Make sure you are using differentiable operations (the output tensor should have a valid .grad_fn) and don’t explicitly detach tensors from the computation graph.

Meghna_Kapoor · August 20, 2022, 7:42am

Hi, Thanks for the suggestion. I haven’t detached the tensor and my out_logits do have grad_fn. By using requires_grad I am just making sure the loss is updated. By using out_logits instead of preds does change a loss a bit but still far away from convergence.

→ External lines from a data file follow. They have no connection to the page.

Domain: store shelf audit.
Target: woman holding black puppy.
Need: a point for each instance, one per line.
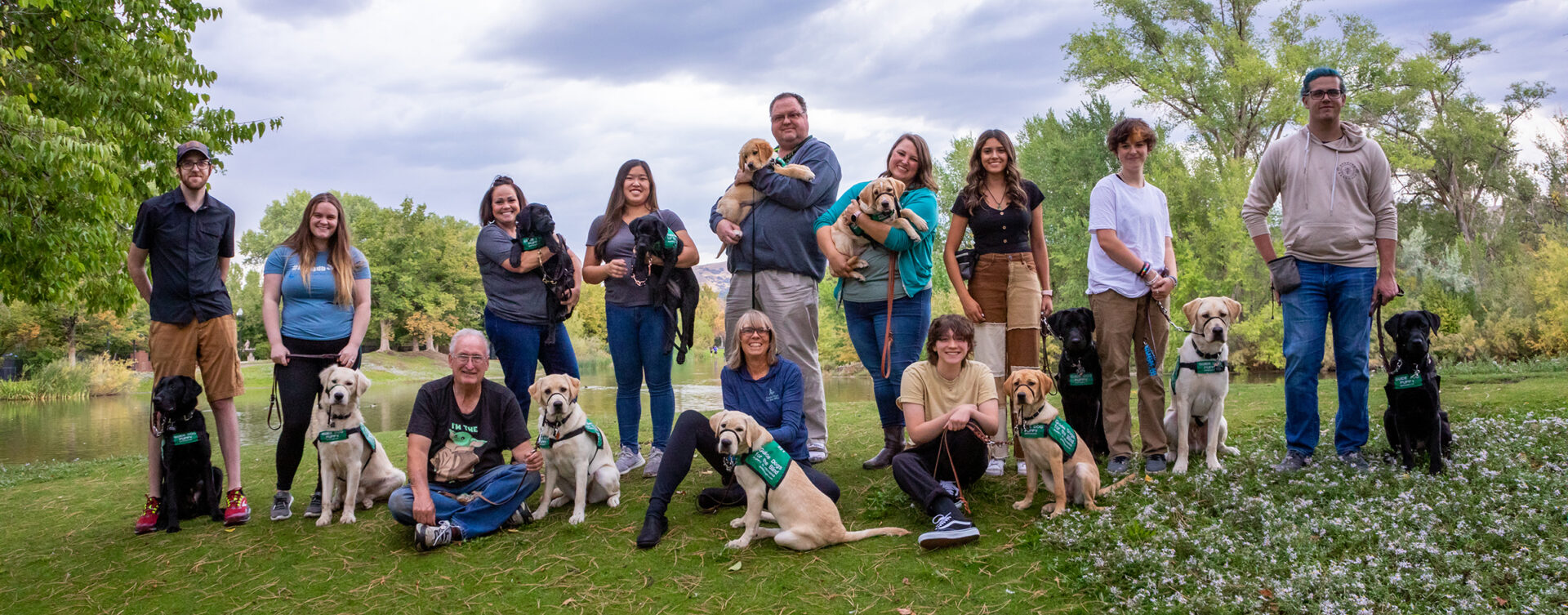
(516, 314)
(315, 308)
(634, 323)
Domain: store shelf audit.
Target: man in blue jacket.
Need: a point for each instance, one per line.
(773, 255)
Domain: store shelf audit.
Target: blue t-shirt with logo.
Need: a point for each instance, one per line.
(310, 313)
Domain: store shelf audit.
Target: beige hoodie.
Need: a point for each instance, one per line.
(1336, 197)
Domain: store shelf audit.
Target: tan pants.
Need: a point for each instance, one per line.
(1121, 328)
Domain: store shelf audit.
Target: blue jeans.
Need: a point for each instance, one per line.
(521, 349)
(506, 485)
(911, 316)
(637, 342)
(1341, 296)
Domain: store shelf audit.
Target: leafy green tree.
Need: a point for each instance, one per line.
(95, 96)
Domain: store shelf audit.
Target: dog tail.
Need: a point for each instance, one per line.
(850, 537)
(1117, 485)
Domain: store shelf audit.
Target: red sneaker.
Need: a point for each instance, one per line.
(149, 516)
(237, 510)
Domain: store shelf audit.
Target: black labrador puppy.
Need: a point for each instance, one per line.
(1079, 377)
(671, 287)
(192, 487)
(537, 230)
(1414, 417)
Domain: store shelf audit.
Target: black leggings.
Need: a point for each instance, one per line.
(920, 470)
(298, 385)
(695, 435)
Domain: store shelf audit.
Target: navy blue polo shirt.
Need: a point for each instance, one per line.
(184, 248)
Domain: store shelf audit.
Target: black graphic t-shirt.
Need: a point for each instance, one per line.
(465, 446)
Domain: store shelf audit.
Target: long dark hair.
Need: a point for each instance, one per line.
(617, 207)
(974, 184)
(487, 216)
(924, 175)
(337, 255)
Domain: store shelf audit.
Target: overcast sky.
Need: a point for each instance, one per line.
(430, 100)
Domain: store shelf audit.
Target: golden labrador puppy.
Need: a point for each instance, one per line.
(1051, 449)
(880, 201)
(354, 468)
(806, 516)
(574, 452)
(1200, 381)
(736, 204)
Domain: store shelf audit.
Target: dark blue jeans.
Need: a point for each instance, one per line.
(911, 316)
(637, 342)
(521, 349)
(1339, 296)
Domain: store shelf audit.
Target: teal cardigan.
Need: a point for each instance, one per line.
(915, 257)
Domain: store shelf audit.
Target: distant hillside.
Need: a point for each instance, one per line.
(714, 275)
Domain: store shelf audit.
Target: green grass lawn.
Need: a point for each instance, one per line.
(1489, 535)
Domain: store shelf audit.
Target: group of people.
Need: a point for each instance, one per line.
(1339, 236)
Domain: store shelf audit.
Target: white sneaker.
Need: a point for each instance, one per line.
(629, 460)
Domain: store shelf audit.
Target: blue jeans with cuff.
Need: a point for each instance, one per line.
(1338, 296)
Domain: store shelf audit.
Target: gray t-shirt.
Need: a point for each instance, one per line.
(516, 297)
(623, 291)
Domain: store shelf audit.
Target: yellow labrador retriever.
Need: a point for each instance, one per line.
(574, 452)
(354, 468)
(1196, 417)
(736, 204)
(879, 199)
(1053, 451)
(806, 516)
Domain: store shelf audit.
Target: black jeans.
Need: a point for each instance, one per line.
(298, 385)
(920, 470)
(693, 435)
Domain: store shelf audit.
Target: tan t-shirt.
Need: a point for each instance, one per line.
(940, 396)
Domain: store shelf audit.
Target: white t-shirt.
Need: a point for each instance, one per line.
(1140, 218)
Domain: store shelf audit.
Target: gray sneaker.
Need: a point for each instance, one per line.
(281, 502)
(629, 460)
(654, 457)
(1293, 461)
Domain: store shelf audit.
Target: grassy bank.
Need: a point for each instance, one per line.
(1484, 537)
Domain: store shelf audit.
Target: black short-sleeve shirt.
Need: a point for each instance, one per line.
(465, 446)
(184, 248)
(1000, 231)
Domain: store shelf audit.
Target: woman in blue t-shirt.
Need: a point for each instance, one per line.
(325, 310)
(634, 323)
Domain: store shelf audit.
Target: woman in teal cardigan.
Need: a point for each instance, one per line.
(888, 339)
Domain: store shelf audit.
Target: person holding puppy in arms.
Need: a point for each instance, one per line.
(888, 306)
(1339, 236)
(458, 485)
(634, 323)
(315, 301)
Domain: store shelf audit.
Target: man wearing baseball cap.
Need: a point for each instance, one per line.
(189, 238)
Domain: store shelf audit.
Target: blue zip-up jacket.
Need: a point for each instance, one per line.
(778, 234)
(775, 402)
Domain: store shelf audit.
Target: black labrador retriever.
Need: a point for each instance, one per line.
(192, 487)
(1079, 377)
(671, 287)
(1414, 417)
(537, 230)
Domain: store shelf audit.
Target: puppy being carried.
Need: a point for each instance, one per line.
(354, 468)
(577, 466)
(1414, 417)
(1200, 381)
(739, 198)
(1053, 451)
(808, 519)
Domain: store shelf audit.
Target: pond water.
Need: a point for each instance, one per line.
(88, 429)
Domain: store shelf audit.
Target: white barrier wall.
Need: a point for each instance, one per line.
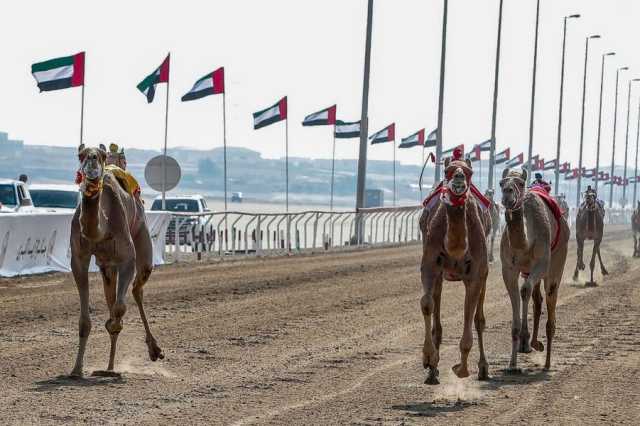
(33, 243)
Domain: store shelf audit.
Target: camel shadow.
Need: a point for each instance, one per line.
(433, 409)
(62, 381)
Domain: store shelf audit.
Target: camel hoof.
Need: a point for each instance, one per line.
(106, 373)
(432, 377)
(483, 372)
(537, 345)
(460, 371)
(513, 371)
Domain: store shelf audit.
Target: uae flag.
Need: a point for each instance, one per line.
(449, 152)
(550, 165)
(503, 157)
(273, 114)
(321, 118)
(416, 139)
(59, 73)
(387, 134)
(432, 139)
(160, 75)
(485, 146)
(346, 130)
(210, 84)
(515, 161)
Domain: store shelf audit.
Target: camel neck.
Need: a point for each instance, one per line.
(516, 229)
(91, 220)
(456, 236)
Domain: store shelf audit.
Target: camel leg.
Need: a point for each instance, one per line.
(430, 357)
(109, 278)
(551, 291)
(579, 262)
(471, 296)
(510, 279)
(537, 311)
(602, 268)
(144, 257)
(80, 269)
(483, 365)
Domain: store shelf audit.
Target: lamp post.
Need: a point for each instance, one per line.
(564, 44)
(584, 93)
(492, 151)
(597, 175)
(615, 123)
(626, 147)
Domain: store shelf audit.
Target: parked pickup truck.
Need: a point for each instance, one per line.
(15, 197)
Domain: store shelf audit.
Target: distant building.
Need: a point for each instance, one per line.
(10, 149)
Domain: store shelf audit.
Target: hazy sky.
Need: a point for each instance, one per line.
(313, 52)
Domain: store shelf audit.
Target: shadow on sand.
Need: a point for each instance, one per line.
(68, 381)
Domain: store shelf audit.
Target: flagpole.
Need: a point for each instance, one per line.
(82, 115)
(333, 167)
(164, 157)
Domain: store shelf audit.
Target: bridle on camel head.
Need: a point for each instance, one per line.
(452, 195)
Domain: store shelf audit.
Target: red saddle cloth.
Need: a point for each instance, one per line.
(553, 206)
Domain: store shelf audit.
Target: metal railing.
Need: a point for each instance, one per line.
(204, 235)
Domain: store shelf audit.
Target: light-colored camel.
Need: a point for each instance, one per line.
(589, 226)
(534, 245)
(494, 212)
(109, 224)
(635, 227)
(454, 249)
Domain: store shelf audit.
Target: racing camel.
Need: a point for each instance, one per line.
(533, 245)
(495, 220)
(635, 227)
(454, 249)
(109, 224)
(589, 226)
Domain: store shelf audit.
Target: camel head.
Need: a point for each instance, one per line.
(92, 162)
(513, 185)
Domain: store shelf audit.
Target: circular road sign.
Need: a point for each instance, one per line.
(154, 176)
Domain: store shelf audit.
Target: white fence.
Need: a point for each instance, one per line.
(235, 233)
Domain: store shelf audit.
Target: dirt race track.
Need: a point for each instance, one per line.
(322, 339)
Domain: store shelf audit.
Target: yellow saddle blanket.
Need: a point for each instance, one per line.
(126, 179)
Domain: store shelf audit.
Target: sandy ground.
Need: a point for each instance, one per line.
(321, 339)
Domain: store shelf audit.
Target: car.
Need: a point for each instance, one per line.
(236, 197)
(52, 197)
(15, 197)
(181, 204)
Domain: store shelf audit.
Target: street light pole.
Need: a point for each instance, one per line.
(626, 147)
(615, 125)
(584, 93)
(564, 43)
(597, 175)
(443, 54)
(492, 152)
(533, 90)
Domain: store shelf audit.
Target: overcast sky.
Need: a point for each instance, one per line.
(313, 52)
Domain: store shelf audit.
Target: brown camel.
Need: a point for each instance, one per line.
(109, 224)
(534, 245)
(494, 212)
(635, 227)
(589, 226)
(454, 249)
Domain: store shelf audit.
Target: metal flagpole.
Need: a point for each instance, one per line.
(492, 152)
(443, 54)
(333, 167)
(166, 126)
(533, 91)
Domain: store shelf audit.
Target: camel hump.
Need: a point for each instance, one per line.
(125, 179)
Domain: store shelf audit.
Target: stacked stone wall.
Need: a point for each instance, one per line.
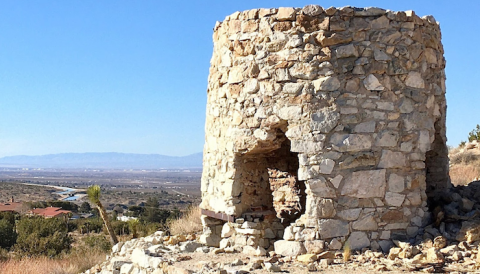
(351, 101)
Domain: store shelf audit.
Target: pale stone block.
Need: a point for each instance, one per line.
(328, 83)
(366, 223)
(372, 83)
(358, 240)
(415, 80)
(365, 184)
(392, 159)
(396, 183)
(330, 228)
(289, 248)
(394, 199)
(351, 142)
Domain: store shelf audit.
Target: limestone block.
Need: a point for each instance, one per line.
(325, 120)
(351, 142)
(235, 75)
(396, 183)
(290, 113)
(315, 246)
(286, 14)
(312, 10)
(328, 83)
(366, 223)
(330, 228)
(346, 51)
(289, 248)
(415, 80)
(365, 184)
(387, 138)
(251, 86)
(372, 83)
(365, 127)
(358, 240)
(292, 88)
(392, 159)
(394, 199)
(320, 188)
(350, 214)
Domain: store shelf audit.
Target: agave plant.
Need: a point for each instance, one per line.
(93, 193)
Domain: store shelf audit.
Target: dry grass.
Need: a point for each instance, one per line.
(463, 174)
(347, 252)
(464, 166)
(189, 223)
(73, 263)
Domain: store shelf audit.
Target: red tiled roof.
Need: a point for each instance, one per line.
(11, 207)
(50, 211)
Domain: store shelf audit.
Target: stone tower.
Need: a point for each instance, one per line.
(324, 127)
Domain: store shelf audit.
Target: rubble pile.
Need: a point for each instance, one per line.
(160, 254)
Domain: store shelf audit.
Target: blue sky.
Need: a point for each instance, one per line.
(131, 76)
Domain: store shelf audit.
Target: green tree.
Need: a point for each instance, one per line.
(38, 236)
(474, 134)
(134, 211)
(8, 236)
(93, 193)
(85, 207)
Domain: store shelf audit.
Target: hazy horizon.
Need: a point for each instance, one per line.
(131, 77)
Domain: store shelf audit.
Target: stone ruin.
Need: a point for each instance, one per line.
(325, 128)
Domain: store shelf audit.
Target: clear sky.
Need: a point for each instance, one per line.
(131, 76)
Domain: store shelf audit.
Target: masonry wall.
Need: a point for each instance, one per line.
(349, 101)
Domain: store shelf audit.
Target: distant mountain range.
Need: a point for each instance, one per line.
(109, 160)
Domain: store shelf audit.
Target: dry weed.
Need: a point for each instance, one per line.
(71, 264)
(189, 223)
(347, 252)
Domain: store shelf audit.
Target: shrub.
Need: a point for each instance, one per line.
(38, 236)
(188, 223)
(92, 225)
(97, 243)
(120, 228)
(474, 134)
(8, 236)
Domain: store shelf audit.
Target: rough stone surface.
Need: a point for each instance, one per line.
(348, 102)
(289, 248)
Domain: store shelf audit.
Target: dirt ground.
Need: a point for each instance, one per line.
(200, 259)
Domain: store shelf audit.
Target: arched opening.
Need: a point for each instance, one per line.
(271, 188)
(436, 165)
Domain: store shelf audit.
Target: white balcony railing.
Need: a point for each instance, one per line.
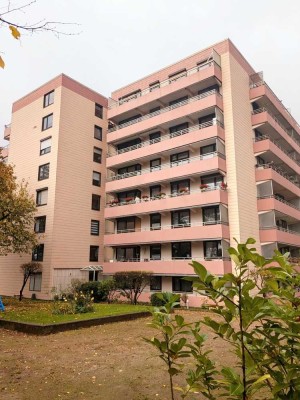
(163, 227)
(267, 137)
(165, 166)
(162, 84)
(169, 136)
(165, 109)
(290, 133)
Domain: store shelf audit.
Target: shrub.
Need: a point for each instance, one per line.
(161, 299)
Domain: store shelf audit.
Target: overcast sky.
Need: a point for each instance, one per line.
(123, 40)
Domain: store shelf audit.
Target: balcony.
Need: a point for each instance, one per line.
(278, 204)
(188, 136)
(179, 110)
(210, 70)
(167, 233)
(167, 266)
(148, 205)
(195, 165)
(7, 131)
(264, 144)
(264, 116)
(271, 172)
(279, 235)
(261, 89)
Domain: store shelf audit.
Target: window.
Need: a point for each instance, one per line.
(211, 215)
(98, 110)
(94, 253)
(44, 171)
(213, 249)
(179, 158)
(95, 202)
(97, 132)
(131, 168)
(93, 276)
(155, 191)
(126, 145)
(181, 250)
(177, 187)
(206, 119)
(41, 197)
(128, 253)
(175, 103)
(97, 155)
(155, 221)
(155, 283)
(38, 253)
(208, 151)
(35, 282)
(45, 146)
(154, 137)
(180, 285)
(181, 218)
(155, 252)
(47, 122)
(40, 224)
(178, 130)
(122, 196)
(95, 227)
(49, 99)
(96, 178)
(125, 225)
(155, 165)
(212, 181)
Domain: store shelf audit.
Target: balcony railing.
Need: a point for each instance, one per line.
(279, 171)
(267, 137)
(164, 110)
(169, 136)
(145, 198)
(264, 109)
(163, 227)
(165, 166)
(260, 83)
(280, 228)
(162, 84)
(278, 198)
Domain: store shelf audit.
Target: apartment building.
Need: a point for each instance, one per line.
(199, 153)
(57, 142)
(195, 155)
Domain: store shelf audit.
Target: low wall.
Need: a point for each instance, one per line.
(40, 329)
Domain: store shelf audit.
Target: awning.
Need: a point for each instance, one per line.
(92, 268)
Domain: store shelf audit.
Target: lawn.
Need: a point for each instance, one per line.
(41, 311)
(106, 362)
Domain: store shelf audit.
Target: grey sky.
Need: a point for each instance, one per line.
(123, 40)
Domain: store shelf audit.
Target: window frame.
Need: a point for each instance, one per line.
(96, 206)
(48, 99)
(45, 122)
(37, 223)
(94, 257)
(42, 175)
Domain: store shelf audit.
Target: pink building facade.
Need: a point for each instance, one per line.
(194, 157)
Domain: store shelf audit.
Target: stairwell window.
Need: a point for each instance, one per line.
(47, 122)
(42, 197)
(48, 98)
(44, 171)
(98, 110)
(45, 146)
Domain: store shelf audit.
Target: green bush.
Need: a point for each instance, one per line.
(161, 299)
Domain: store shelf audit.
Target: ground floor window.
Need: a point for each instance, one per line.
(180, 285)
(35, 283)
(155, 283)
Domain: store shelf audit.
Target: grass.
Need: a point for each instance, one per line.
(40, 312)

ptrblck · August 20, 2022, 7:57am

In that case remove the .requires_grad_() calls as they are not needed and check if you would be running into any errors. Generally, don’t set the requires_grad attribute on any tensor which should already be attached to a computation graph as this would only mask errors.